The light emitting diode 1 thus obtained
0 had a driving current of 20 mA, a driving voltage of 4 V, an emission peak wavelength of 490 nm, and an emission intensity of 4000 mcd. This also has a light emission brightness more than double that of the conventional one, and the light emission peak wavelength is close to 500 nm required by traffic signals.

As the acceptor and donor to be added to the light emitting layer 5, since the base material is a III-V compound semiconductor, zinc (Zn) is added when a combination of a Group 2 element and a Group 4 element is added. And Group 2 elements such as cadmium (Cd), beryllium (Be), magnesium (Mg), and mercury (Hg) are acceptors, silicon (Si), germanium (Ge), carbon (C), tin (S).
Group 4 elements such as n) and lead (Pb) serve as donors. In addition, in the combination of the group 4 element and the group 6 element, the group 4 element becomes the acceptor, and the group 6 element such as sulfur (S), selenium (Se) and tellurium (Te) serves as the donor.

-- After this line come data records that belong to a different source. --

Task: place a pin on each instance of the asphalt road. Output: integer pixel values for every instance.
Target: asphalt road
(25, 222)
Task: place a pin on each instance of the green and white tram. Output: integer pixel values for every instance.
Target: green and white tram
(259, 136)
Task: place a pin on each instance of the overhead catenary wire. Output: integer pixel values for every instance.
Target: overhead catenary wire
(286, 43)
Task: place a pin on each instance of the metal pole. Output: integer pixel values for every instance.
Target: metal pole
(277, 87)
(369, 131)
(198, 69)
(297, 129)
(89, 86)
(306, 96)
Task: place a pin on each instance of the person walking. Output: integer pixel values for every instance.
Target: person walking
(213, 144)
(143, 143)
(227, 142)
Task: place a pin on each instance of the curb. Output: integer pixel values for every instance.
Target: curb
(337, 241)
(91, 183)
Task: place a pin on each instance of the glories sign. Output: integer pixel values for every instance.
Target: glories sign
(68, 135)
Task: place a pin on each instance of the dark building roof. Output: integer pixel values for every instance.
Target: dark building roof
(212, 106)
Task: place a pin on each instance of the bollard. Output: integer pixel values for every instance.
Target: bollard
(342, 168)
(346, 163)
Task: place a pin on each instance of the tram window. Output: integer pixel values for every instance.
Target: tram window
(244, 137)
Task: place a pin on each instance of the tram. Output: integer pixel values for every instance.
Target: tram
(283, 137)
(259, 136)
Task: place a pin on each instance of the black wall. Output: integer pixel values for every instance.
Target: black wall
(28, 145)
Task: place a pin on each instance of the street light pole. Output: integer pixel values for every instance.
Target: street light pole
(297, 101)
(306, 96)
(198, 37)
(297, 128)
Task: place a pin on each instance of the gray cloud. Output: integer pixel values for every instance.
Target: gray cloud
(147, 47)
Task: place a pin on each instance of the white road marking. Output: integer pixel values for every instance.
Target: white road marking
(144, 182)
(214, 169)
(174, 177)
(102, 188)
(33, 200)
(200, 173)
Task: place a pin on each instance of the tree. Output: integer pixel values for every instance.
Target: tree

[Brief description of drawings]

FIG. 1 is a schematic configuration diagram showing a configuration of a light emitting diode according to a first embodiment of the present invention.

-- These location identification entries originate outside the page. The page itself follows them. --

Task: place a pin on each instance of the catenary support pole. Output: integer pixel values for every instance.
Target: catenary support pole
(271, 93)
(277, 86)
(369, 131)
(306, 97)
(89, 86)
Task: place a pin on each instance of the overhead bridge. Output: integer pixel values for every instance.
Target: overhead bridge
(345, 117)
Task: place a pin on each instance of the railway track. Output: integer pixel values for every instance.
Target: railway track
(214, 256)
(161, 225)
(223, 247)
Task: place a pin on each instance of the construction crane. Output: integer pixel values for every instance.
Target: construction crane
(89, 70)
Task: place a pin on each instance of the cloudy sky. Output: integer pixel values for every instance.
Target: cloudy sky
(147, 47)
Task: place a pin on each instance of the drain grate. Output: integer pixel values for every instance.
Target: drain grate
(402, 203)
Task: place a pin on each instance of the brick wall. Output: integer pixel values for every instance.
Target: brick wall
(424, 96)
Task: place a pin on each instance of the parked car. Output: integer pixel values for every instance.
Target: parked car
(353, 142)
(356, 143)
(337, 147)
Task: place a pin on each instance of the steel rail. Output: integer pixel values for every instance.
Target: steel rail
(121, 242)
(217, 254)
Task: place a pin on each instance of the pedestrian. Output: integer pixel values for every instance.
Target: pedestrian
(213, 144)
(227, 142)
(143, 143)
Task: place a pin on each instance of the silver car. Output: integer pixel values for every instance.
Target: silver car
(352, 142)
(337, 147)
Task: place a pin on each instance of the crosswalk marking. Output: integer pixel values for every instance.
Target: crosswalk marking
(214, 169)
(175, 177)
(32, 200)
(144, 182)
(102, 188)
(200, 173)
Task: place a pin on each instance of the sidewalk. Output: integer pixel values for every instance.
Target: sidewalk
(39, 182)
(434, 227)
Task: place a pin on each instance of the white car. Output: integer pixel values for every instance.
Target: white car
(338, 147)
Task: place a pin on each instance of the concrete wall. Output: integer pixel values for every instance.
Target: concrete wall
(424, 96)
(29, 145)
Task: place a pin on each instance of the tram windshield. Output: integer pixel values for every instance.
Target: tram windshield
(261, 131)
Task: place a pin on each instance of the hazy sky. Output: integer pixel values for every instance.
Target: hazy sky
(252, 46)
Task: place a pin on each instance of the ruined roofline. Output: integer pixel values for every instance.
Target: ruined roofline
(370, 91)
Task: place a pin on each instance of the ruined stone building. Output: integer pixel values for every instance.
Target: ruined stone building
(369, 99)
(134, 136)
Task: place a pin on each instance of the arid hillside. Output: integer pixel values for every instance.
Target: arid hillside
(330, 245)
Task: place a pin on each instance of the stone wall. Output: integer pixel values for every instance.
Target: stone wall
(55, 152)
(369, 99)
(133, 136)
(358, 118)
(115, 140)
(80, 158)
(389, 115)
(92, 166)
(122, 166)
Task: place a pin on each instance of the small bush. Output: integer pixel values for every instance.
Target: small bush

FIG. 2 is a schematic explanatory view of a structure of a multi-layer light emitting layer.

FIG. 3 is a schematic configuration diagram showing a configuration of a light emitting layer according to a second example.

FIG. 4 is a schematic configuration diagram showing a configuration of a conventional light emitting diode.

[Explanation of symbols]

10 Light Emitting Diode 1 Sapphire Substrate 2 Buffer Layer 3 High Carrier Concentration n ⁺ Layer 4 High Carrier Concentration n ⁺ Layer (Clad Layer) 5 Multilayer Light Emitting Layers 51, 53 Barrier Layer 52 Quantum Well Layer (MQW Layer) 6 Contact Layer (Clad Layer) ) 61 p layer 62 second contact layer 63 first contact layer 7, 8 electrode 9 groove

Claims (8)

[Claims] 1. A gallium nitride-based compound semiconductor light-emitting device having a double heterostructure in both junctions of cladding layers sandwiching a light-emitting layer, wherein at least one or more multiple quantum wells in which the light-emitting layer is simultaneously doped with an acceptor and a donor. A gallium nitride-based compound semiconductor light-emitting device having a structure (MQW). 2. The gallium nitride-based compound semiconductor light emitting device according to claim 1, wherein the well layer having the multiple quantum well structure is co-doped with an acceptor and a donor. 3. The light emitting layer is an active layer in which zinc (Zn) and silicon (Si) are added to an indium aluminum gallium nitride (InAlGaN) base material. The gallium nitride-based compound semiconductor light-emitting device according to the above. 4. The indium aluminum gallium nitride (InAlGaN) -based material, the composition ratio of which is different from that of the well layer, in the barrier layer having the multiple quantum well structure. Gallium nitride compound semiconductor light emitting device. 5. The gallium nitride-based compound semiconductor light emission according to claim 4, wherein the composition ratio of the barrier layer is determined so that the lattice constant of the barrier layer matches the lattice constant of the well layer. element. 6. The gallium nitride-based compound semiconductor light emitting device according to claim 1, wherein in the multiple quantum well structure, acceptor is added to barrier layers on both sides of each well layer. 7. Each well layer of the multiple quantum well structure comprises 50
7. The gallium nitride-based compound semiconductor light emitting device according to claim 1, which has a thickness of Å to 200Å. 8. The gallium nitride-based compound semiconductor light emitting device according to claim 4, wherein the barrier layer has a thickness of between 50Å and 200Å.